Most vendors deal with this by falling back on the good, old cost-plus pricing. They calculate what it costs them to run the service, add a margin, and pass it on to customers. As the LLM vendors measure usage by tokens, inference units, or API calls, metrics, many SaaS vendors that use the LLMs adopted the same pricing metrics. This is called usage-based pricing or consumption pricing.
Because many pundits believe that AI and AI agents will replace traditional software, usage-based pricing is being heralded as the future of software. Startups like Metronome, Orb, and Lago specialize in usage metering, mediation, and billing. Their pitch is simple: “SaaS is dead, usage is the future.”, whereby they misleadingly equate “SaaS” with per-user subscriptions.
Well, I disagree. Usage-based pricing is not the future of AI.
First, customers hate it. While “pay for what you use” sounds fair, it creates unpredictable bills. Businesses need to budget. They cannot run operations on costs that swing wildly. And consumers only tolerate usage-based pricing when the amounts are trivial. Once it becomes a line item, the scrutiny kicks in. Just think of utilities, transportation, or groceries. All usage-based, and none of them loved by the consumers.
Second, usage-based pricing discourages usage. Imagine if Salesforce charged every time a sales rep updated a customer record. Or if Microsoft charged per PowerPoint slide. The vendors need users to enter customer data and create a lot of slides. The most successful AI software today is ChatGPT, which uses a simple subscription plan. Usage-based billing makes sense only when there are no users to tie pricing to, like in an API-only service.
Third, usage-based pricing creates overhead. Vendors need to capture usage data, build metering tools, clean up the data (mediation), and deploy billing systems capable of handling complexities like pricing tiers, usage commitments, and overage rules. Customers then demand full visibility with dashboards, analytics, and self-service portals to monitor their usage. All of this adds cost for code that must be built and maintained without being monetized.
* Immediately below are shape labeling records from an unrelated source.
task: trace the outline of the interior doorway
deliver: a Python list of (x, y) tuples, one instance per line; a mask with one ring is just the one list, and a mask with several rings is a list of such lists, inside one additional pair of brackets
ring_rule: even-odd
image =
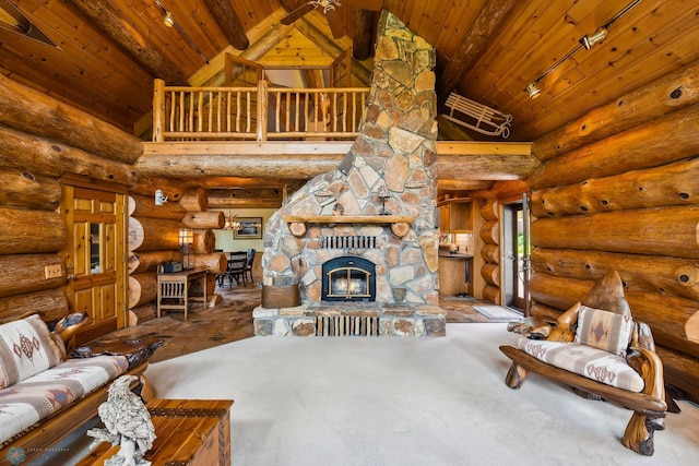
[(66, 296), (71, 312), (86, 312), (78, 344), (126, 325), (126, 190), (61, 177), (61, 212), (68, 235), (62, 251), (68, 270)]
[(526, 194), (521, 201), (502, 205), (502, 292), (503, 306), (529, 315), (529, 208)]

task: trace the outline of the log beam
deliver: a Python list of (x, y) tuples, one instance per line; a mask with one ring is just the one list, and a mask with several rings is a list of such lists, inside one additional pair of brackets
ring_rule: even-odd
[(143, 153), (137, 136), (4, 75), (0, 75), (0, 123), (125, 164), (133, 164)]
[(37, 211), (56, 211), (61, 186), (56, 178), (34, 176), (26, 170), (0, 170), (0, 205)]
[(694, 105), (550, 159), (529, 181), (535, 189), (572, 184), (695, 156), (697, 121), (699, 105)]
[(354, 9), (354, 38), (352, 40), (352, 56), (355, 60), (366, 60), (374, 51), (374, 31), (377, 23), (377, 12)]
[(514, 5), (516, 0), (487, 0), (469, 32), (461, 39), (457, 52), (440, 73), (439, 101), (445, 101), (457, 89), (473, 62), (483, 55), (497, 34), (500, 25)]
[(698, 103), (695, 61), (545, 134), (534, 142), (533, 153), (547, 160)]
[(121, 184), (137, 180), (137, 172), (129, 165), (4, 127), (0, 127), (0, 167), (31, 171), (35, 176), (58, 178), (70, 167), (71, 172), (95, 180)]
[(236, 14), (229, 0), (204, 0), (206, 8), (221, 26), (228, 43), (238, 50), (245, 50), (250, 46), (248, 36), (245, 35), (245, 27)]
[[(144, 143), (138, 169), (153, 177), (309, 179), (337, 168), (352, 142)], [(524, 179), (540, 162), (531, 143), (437, 142), (440, 179)]]
[(91, 23), (119, 44), (153, 77), (161, 77), (171, 86), (188, 85), (187, 76), (155, 48), (149, 45), (147, 37), (119, 13), (111, 1), (105, 0), (70, 0)]

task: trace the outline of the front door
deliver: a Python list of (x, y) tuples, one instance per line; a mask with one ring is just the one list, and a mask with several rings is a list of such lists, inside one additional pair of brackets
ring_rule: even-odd
[(505, 306), (528, 310), (529, 300), (529, 219), (526, 201), (503, 205), (503, 294)]
[(76, 335), (81, 344), (125, 326), (126, 194), (80, 180), (63, 179), (62, 189), (66, 296), (71, 312), (88, 315)]

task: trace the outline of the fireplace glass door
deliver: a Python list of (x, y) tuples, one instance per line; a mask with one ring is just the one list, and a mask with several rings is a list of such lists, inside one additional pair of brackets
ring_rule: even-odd
[(336, 258), (323, 264), (322, 300), (374, 301), (376, 265), (362, 258)]

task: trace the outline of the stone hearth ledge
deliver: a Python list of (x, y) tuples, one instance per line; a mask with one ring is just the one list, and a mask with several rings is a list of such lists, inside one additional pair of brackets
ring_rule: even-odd
[[(377, 336), (446, 336), (447, 311), (423, 303), (303, 303), (252, 311), (256, 336), (316, 336), (323, 318), (376, 318)], [(322, 332), (321, 332), (322, 334)], [(329, 335), (367, 336), (367, 335)]]

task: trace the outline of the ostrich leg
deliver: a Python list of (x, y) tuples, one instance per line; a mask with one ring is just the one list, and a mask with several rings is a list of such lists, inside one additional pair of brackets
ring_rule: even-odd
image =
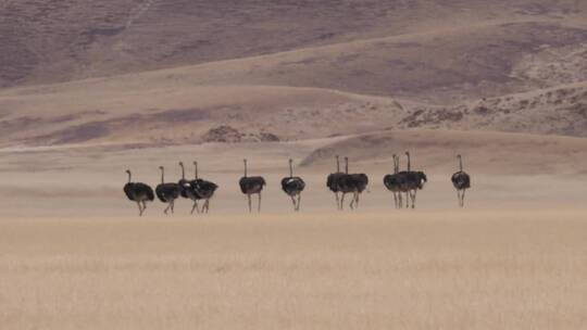
[(140, 202), (137, 202), (137, 205), (139, 207), (139, 216), (142, 216), (142, 207), (140, 207)]
[(191, 206), (191, 214), (193, 214), (193, 211), (200, 213), (200, 208), (198, 207), (198, 201), (193, 201), (193, 206)]
[(354, 198), (354, 208), (359, 208), (359, 196), (360, 196), (360, 193), (359, 193), (359, 192), (355, 192), (355, 198)]
[(396, 205), (396, 208), (398, 208), (398, 193), (394, 191), (394, 204)]
[(294, 211), (296, 211), (296, 207), (297, 207), (297, 205), (296, 205), (296, 198), (292, 196), (292, 195), (290, 195), (290, 198), (291, 198), (291, 204), (294, 204)]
The history of other industries proves the point. Telcos once charged by the minute and kilobyte, but shifted to unlimited plans. ISPs used to charge by the minute, but now we expect always-on Internet. Apple used to charge per song; now we all pay flat monthly fees for Spotify or Apple Music. These are all powerful companies that can handle usage billing at scale, and yet they all abandoned the model in favor of a simple subscription.
Usage-based pricing is not the future. It is a stopgap where vendors pass on their cost problem to their customers. Eventually, vendors will get better at predicting their own costs and offer pricing that feels stable and fair to their customers. That is exactly what happened with cloud infrastructure: AWS, Azure, and Google charge SaaS vendors one way, but those vendors turn around and price their products differently for end customers.
The vendors that make this shift faster will enjoy a clear competitive advantage.